Can CDC Handle Schema Changes in the Source Database?
Schema evolution is one of the trickiest aspects of CDC. When a column is added, renamed, or dropped in the source database, the CDC pipeline must handle the change gracefully. Debezium supports schema change detection and can propagate schema changes through Kafka, but consumers must handle the new schema. Fivetran automatically handles many schema changes (new columns, type widening) without user intervention. RisingWave currently requires you to update the table definition when the source schema changes, which gives you explicit control over when and how schema changes propagate. Check the RisingWave documentation for the latest schema evolution support.
Conclusion
Change Data Capture transforms how data moves between systems, replacing periodic batch dumps with continuous, low-latency event streams. Here are the key takeaways:
- CDC captures row-level changes (inserts, updates, deletes) from database transaction logs, delivering them to downstream systems in sub-second latency.

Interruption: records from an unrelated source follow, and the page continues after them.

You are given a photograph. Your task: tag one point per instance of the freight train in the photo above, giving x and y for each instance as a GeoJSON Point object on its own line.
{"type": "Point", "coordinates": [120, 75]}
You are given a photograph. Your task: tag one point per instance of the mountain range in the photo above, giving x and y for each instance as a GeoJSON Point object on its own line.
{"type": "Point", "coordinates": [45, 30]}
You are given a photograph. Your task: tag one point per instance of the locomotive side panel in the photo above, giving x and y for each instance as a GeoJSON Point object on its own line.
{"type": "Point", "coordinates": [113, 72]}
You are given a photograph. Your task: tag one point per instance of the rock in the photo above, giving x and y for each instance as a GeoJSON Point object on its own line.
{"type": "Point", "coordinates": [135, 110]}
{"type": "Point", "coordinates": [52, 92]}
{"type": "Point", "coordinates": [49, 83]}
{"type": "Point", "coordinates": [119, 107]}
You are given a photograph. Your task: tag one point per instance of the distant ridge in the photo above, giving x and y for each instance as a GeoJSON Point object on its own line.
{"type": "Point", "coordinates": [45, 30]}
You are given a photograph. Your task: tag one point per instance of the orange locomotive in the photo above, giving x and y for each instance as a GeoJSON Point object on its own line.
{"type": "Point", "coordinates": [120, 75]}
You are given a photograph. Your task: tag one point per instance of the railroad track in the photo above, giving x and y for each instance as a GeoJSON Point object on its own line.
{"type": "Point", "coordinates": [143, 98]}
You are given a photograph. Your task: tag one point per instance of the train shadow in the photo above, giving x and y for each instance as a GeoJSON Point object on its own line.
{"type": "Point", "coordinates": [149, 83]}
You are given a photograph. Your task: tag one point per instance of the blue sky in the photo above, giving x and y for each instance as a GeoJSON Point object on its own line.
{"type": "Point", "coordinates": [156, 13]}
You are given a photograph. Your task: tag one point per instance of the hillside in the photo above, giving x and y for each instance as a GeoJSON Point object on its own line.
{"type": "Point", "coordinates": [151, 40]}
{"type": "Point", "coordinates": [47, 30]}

- Log-based CDC is the production standard, offering minimal source database overhead and complete change detection.
- Debezium is powerful but requires Kafka infrastructure. Airbyte adds a friendly UI but operates in batch intervals. Fivetran is fully managed but proprietary and costly.
- RisingWave eliminates CDC middleware by embedding PostgreSQL and MySQL connectors directly in the database, letting you capture, process, and query change events with SQL alone.
- Materialized views on CDC data give you always-fresh query results without scheduled jobs, manual refreshes, or external orchestrators.